Ao receber mensagens frequentes perguntando “esse bar é acessível?”, ela percebeu que havia uma demanda real. Assim nasceu o projeto.
Como funciona o mapeamento
A jornalista visita estabelecimentos e avalia pontos como rampas, circulação, mesas, cardápios acessíveis, atendimento e banheiros adaptados.
Os locais que atendem aos critérios recebem o selo Acessibilibar. O objetivo é incentivar o cumprimento da lei, estimular melhorias e educar consumidores e empreendedores.
Aline destaca que acessibilidade não significa apenas permitir a entrada. É garantir permanência, conforto e autonomia. Muitas casas, segundo ela, têm rampa, mas falham no básico: espaço entre mesas, altura do balcão ou banheiros impossíveis de usar.
Inclusão é responsabilidade de todos
Para Aline, acessibilidade é uma ação compartilhada entre Estado, empresários e sociedade. Não basta a lei existir; é preciso fiscalização, orientação e cultura de respeito.
Desde a criação do Acessibilibar, vários estabelecimentos adaptaram banheiros, reorganizaram mesas e treinaram funcionários para receber pessoas com deficiência. O impacto é real e crescente.
O próximo passo é expandir o projeto para outras cidades e transformar o selo em referência nacional.
No Rio Grande do Sul, um restaurante acolhe famílias atípicas
Enquanto o Acessibilibar amplia práticas inclusivas, um restaurante no Rio Grande do Sul mostra como o cuidado pode nascer dentro de casa.
O Espetinho do Vini, em Guaíba, foi criado pelo casal Vinícius e Kelli Longaray, pais de Enzo Gabriel, diagnosticado com Transtorno do Espectro Autista (TEA). A ideia surgiu de uma necessidade da própria família.
Levar o filho para comer fora sempre foi difícil. Muitos estabelecimentos tinham som alto, iluminação intensa e nenhum espaço para acalmar a criança caso ela se sentisse desconfortável.
Adaptação pensada no público autista
O restaurante oferece ambiente silencioso, luz suave, área sensorial, brinquedos específicos e fones para quem se incomoda com ruídos.
As mesas têm adesivos informativos sobre TEA, o que ajuda clientes a compreender o comportamento das crianças.
O resultado foi imediato: famílias com crianças autistas passaram a frequentar o espaço e encontraram ali acolhimento, descanso e segurança.
Cardápio acessível e empatia no atendimento
Além da estrutura, o menu também foi adaptado. Vinícius percebeu que muitas crianças com TEA têm seletividade alimentar. Por isso, criou pequenas porções com preços simbólicos — entre R$ 1,90 e R$ 2,90 — para que nenhuma família se sinta constrangida.
Segundo ele, o objetivo não é lucrar com isso, e sim incluir. O gesto simples mudou a dinâmica do restaurante e inspirou outros empresários.

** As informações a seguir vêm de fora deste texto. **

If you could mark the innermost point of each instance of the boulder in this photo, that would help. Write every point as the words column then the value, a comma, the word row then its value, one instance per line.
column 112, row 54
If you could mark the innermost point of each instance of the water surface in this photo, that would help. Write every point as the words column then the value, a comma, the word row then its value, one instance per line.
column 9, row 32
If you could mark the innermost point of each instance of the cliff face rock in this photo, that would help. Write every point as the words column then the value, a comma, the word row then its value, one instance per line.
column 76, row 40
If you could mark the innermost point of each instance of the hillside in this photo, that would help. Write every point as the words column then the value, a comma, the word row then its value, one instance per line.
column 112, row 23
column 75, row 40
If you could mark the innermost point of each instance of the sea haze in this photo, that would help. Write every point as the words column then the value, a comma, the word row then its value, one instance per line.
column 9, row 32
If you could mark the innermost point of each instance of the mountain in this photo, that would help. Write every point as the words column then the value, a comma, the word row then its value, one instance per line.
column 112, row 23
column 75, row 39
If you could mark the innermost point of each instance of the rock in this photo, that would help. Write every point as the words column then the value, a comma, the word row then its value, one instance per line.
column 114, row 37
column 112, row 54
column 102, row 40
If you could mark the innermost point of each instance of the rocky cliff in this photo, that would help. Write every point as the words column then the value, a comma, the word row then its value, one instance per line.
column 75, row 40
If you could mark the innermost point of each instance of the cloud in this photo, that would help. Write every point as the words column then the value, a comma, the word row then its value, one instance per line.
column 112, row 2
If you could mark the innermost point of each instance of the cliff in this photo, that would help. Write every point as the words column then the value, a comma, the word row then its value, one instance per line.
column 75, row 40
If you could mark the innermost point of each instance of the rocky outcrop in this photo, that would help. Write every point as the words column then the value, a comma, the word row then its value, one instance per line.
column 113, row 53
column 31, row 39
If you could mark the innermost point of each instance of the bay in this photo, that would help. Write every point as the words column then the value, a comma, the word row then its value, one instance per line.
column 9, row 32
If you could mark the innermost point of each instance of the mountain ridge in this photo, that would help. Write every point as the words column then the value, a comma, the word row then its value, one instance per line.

A inclusão como estratégia de sobrevivência
O setor de bares e restaurantes passa por um momento economicamente delicado. Pesquisa da Abrasel aponta que, em setembro, 27% das empresas tiveram prejuízo, 40% ficaram no zero a zero e apenas 33% registraram lucro.
Além disso, 40% dos estabelecimentos não conseguiram reajustar seus preços nos últimos 12 meses e outro percentual igual tem pagamentos em atraso.
Nesse cenário, oferecer inclusão deixou de ser apenas um ato social. Tornou-se vantagem competitiva.
Acessibilidade fideliza
Um espaço preparado para receber diferentes públicos atrai novas famílias e aumenta o retorno dos clientes.
Pessoas com deficiência costumam voltar onde se sentem respeitadas, e estabelecimentos preparados ganham reputação positiva.
Como diz Aline Castro, “acessibilidade não é custo, é investimento”. O novo símbolo, representado por braços abertos, traduz exatamente essa ideia: pertencimento, autonomia e movimento. É um convite para que mais empresas entendam que inclusão transforma vidas — e negócios.